Now, our whole purpose has been to determine if it's less expensive or more expensive to eat 100% locally. Throughout the summer of our preparation and planning, it has seemed that it would be cheaper. While writing our grocery list for next week, I started to doubt that. Honey. Flour. War stock of veggies. War stock of fruits. 2 Dozen eggs (at $5 a dozen). It started getting very real, very quickly how expensive our little experiment might actually become.

We will keep track of our weekly grocery expenses, to allow 100% visibility into our little economic foodie adventure. We've already listed many of the things we've bought in preparation.

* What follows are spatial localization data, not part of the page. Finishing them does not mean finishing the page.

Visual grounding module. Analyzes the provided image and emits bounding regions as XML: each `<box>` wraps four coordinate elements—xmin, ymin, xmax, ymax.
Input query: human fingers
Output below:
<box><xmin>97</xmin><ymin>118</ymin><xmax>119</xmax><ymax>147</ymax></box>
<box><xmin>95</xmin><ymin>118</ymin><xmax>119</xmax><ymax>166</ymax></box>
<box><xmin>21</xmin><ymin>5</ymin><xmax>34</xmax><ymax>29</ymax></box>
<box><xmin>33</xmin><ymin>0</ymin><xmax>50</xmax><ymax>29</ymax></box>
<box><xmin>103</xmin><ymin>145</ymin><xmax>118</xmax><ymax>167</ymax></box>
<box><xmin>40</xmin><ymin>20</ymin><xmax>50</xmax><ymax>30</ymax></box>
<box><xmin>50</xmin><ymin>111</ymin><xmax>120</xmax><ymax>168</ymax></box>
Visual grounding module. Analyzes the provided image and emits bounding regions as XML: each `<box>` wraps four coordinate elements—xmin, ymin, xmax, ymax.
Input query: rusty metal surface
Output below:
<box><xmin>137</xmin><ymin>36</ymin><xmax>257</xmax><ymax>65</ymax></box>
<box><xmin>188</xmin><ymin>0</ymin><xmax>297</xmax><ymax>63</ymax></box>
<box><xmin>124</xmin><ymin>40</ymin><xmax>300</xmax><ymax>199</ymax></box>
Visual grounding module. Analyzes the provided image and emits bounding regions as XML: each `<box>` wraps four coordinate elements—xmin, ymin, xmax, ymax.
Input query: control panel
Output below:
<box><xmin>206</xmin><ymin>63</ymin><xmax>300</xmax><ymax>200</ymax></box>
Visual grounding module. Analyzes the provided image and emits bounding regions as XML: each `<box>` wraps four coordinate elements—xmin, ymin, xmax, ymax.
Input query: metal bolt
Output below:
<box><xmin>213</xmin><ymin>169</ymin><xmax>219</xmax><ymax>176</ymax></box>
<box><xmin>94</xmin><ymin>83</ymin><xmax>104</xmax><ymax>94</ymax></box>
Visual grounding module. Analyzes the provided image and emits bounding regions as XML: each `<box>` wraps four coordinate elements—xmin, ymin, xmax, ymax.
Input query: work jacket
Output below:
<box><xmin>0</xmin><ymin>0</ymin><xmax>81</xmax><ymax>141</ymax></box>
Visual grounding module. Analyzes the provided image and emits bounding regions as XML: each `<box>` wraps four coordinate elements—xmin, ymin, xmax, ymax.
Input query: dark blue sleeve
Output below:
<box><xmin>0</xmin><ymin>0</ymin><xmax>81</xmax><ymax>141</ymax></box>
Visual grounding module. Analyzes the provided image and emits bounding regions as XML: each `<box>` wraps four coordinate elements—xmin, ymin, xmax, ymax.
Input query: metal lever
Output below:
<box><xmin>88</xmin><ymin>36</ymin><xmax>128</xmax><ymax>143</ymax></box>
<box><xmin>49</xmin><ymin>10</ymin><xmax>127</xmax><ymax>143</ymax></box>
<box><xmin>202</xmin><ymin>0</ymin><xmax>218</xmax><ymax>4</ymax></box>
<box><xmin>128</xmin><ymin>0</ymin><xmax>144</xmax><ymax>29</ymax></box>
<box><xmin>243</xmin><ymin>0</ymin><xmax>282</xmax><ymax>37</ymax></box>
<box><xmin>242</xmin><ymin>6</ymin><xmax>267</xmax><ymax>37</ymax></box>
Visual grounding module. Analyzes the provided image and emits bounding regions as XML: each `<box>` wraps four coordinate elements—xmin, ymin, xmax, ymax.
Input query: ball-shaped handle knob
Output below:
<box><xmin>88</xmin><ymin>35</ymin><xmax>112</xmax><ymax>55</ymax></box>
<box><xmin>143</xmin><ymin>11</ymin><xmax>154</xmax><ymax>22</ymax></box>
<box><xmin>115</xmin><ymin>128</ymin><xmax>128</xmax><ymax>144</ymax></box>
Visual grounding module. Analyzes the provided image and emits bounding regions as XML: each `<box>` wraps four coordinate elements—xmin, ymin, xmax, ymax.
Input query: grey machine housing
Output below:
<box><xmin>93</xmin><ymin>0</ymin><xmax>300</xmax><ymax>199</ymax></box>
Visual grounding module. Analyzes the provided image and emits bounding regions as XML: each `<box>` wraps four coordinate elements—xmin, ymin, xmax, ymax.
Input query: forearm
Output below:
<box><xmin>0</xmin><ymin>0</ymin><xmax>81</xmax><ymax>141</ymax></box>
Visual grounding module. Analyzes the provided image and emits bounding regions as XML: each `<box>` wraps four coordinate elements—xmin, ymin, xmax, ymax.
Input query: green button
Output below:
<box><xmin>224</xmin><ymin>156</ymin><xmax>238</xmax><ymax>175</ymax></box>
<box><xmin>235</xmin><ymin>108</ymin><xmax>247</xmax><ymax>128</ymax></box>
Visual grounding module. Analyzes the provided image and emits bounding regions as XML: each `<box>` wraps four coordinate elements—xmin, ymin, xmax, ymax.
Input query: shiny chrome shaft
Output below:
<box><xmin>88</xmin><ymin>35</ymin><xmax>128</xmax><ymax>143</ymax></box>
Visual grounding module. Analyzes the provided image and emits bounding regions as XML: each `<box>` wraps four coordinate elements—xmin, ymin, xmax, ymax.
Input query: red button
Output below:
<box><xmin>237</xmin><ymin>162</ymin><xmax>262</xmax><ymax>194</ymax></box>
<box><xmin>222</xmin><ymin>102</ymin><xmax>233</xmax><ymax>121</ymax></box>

And at the end of the year we will all know, is it cheaper to live locally than buying at big box grocers?

Friday, July 16, 2010

The Plan.

We are trying to narrow down what kind of local eating we are going to do. We are starting to wonder--is this process possible for how we eat? I mean, we both expect things to change a little, but what about our stand-by recipes that we make on a weekly basis?

For instance, is it possible to get brown rice, bulgur wheat, or other grains from a local source? What about flour? And what about olive oil? Do we throw out our war stock of organic extra-virgin olive oils because it came from a truck and imported from Italy?

Our scope of what we *can* eat is narrowing, and everything now seems off-limits. The question is beginning to form--do we really WANT to do this?

In “The Locavore’s Handbook” by Leda Meredith, she suggests allowing 10 exceptions. As I read this, I let a HUGE sigh of relief. Aha! I’m not the only one who has troubles imagining living a life without olive oil and lemons.

Some of her exceptions did include olive oil and coffee (to which I wholeheartedly agree—Dan and I would dissolve fairly quickly without a cup of coffee in the morning), while her other exceptions had to do with how to handle friends and family.

For instance, she allows herself the luxury of eating out or at friend’s houses twice a month. This makes a lot of sense to me, and living in Seattle where there is fantastic food all around, I find it really hard to resist the occasional dinner out.

With that being said, I think our plan is finally taking shape.

We are going to go as local as possible.
This means:

> Produce
> Flour
> Grains
> Eggs
> Milk
> Yogurt
> Meats
> Tofu
> Butter
> Body products (goodbye make-up? Sniff, sniff)
> Wine
> Cheese
> Crackers/Snacks
> Ice Cream


We will also have a few exceptions, making us about 99% local:

> Lemons (this is one of my main cooking staples)
> Eating out will be allowed twice a month
> Olive Oil (but we will opt for Extra-Virgin and Organic)
> Balsamic Vinegar (until/IF I can find local)
> Salt (again, until we can find local)

Which really means NO:

> Diners
> Bakeries (a tear just slipped down my cheek)
> Bars (unless we go to a wine bar and drink local, Washington wine)
> Big-Box Grocery Stores (Sorry, Costco)
> Big-Chain Grocery Stores
> Candy Bars


We will try to stay within a 250 mile radius of Seattle, and provide a guide to how to eat seasonally and locally in Seattle year round (on a budget).

We'll provide recipes for what's in season, and give you the unfiltered truth as to whether or not it's a better way than just shopping at Safeway.

We'll also keep a running tally as to how much we spend each week on groceries. This way it's transparent how expensive a process like this is.